Other people dream about owning their own home. It s a sign they have made it in the world. It is a source of pride, achievement, security and part of their self-identity, the way they think of themselves, and the way they want others to think of them. To them, just being able to call their home their own is worth any money that goes into it.
Your finances coupled with the interest rate and house prices in the area where you want to live will determine if you can afford a home and the size payment you can afford to make. Making $50,000 a year might qualify you to buy a home with a small down payment in rural Pennsylvania, but in Seattle you would probably be out of luck. That sum might also do it in some parts of northern California or Arkansas, but not in Southern California or Alaska.
Go to http://mortgages.interest.com/content/calculators/ to see where you and your income fit. There you can look at the mortgage required income calculator and the mortgage loan calculator. The rent versus buy calculator might also be useful. Plug in the appropriate numbers and the math will be done for you to compare what you pay in rent to what you would pay for a mortgage.
If your income will let you buy in your chosen area, and you actually want to buy, the next question is: How long do you expect to live there? That is a major factor.
There are two ways to build equity in a house: either by paying down the loan or by having your home increase in value. In the early years of a mortgage, most of your monthly payment goes to pay interest. That s true of both a conventional loan and an adjustable-rate mortgage, or ARM. The longer you own the home, the more of your monthly payment goes toward reducing the principal -- the amount you borrowed in the first place.
Let s say, for example, you borrow $100,000 at 6.5 percent interest for 30 years. Your basic monthly payment, just the interest and principal, and not counting any taxes, insurance, fees or assessments, would be $632.07. Most of that payment -- $541.67 -- will go toward interest and $90.40 will go toward principal. After two years you would owe $97,689.69 in principal, and you would have $2,310.37 in paid equity. The rest of your equity would be determined by the value of your house. Even though history shows that the value of your home will probably have increased, thus increasing your equity, you cannot be sure that it will. Even if it does increase, no one can predict by how much.
At the end of two years, you would have more than just additional equity. You also will have paid $12,859.10 in interest , which is tax deductible. The same is true of your property taxes which, depending upon where you live and the value of your home, can be hundreds or thousands of dollars a year.

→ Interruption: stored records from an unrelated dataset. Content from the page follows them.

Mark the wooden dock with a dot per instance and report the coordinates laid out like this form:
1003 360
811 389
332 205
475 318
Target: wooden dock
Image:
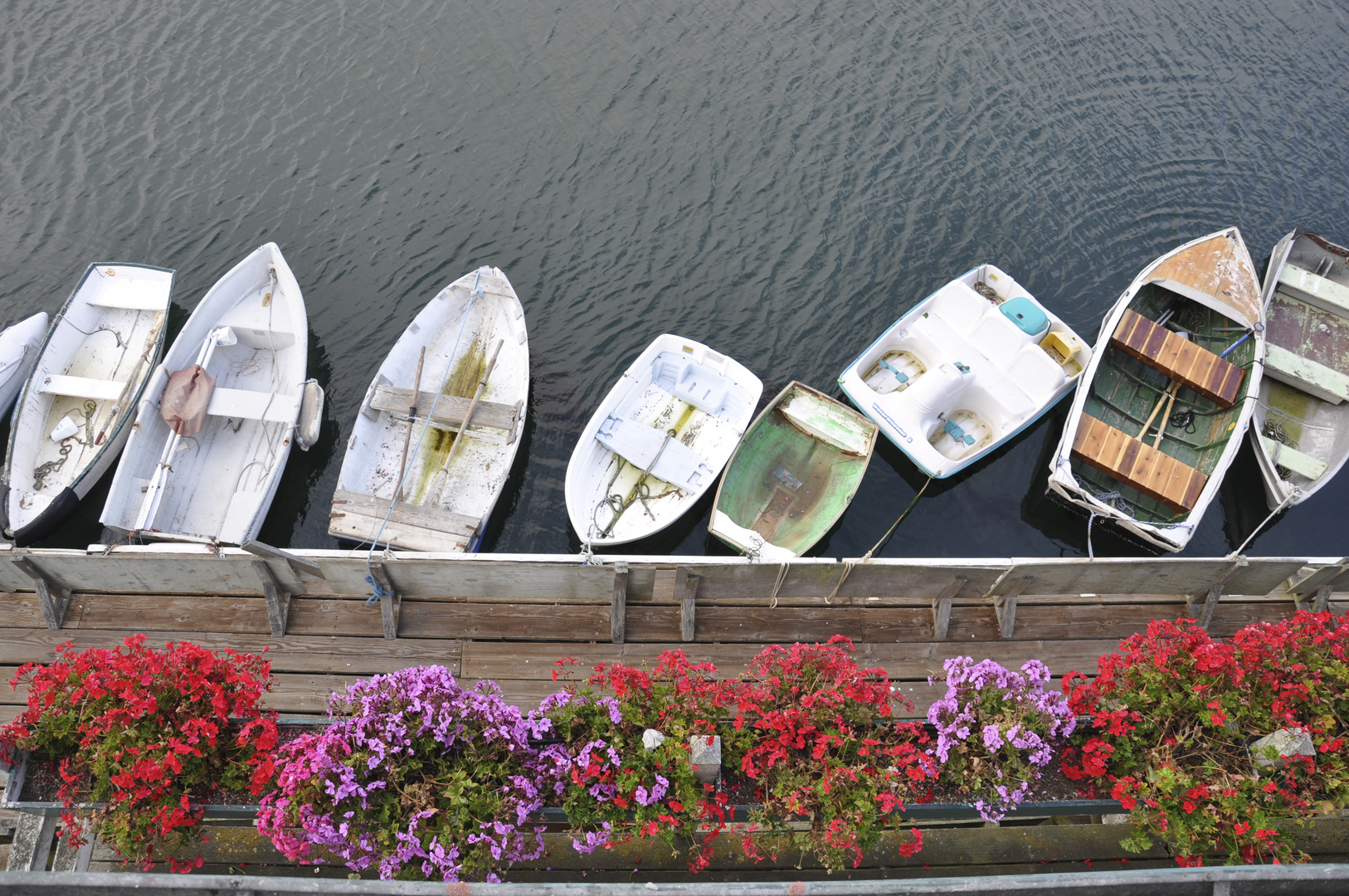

It is important to realize that you do not deduct the interest or property taxes directly from the amount of federal income tax you pay. Here s how it works. Mortgage interest and property taxes, like other local and state taxes, medical bills, charitable donations, and certain other expenses, are considered itemized deductions. You add up all the qualifying itemized deductions and then subtract that amount from your income. The savings are based on the fact that you pay taxes on a lower amount. If you make $85,000 a year and have $20,000 in itemized deductions, you would be taxed on an income of $65,000 instead of $85,000.
If you re looking for a bottom line number to make the buy versus rent decision, keep in mind that the cost of selling a home is about 10 percent of its value. When you sell your house, will your paid equity, your home appreciation equity, tax savings and property taxes cancel out the sales cost and the closing costs? That s for you and your accountant to figure out. Remember, however, that there is no tax benefit to renting, even though you are generally paying the property owner s mortgage interest and property taxes.
Buy or rent? It s a complex decision that hinges on many factors, but probably the biggest consideration is what works for you.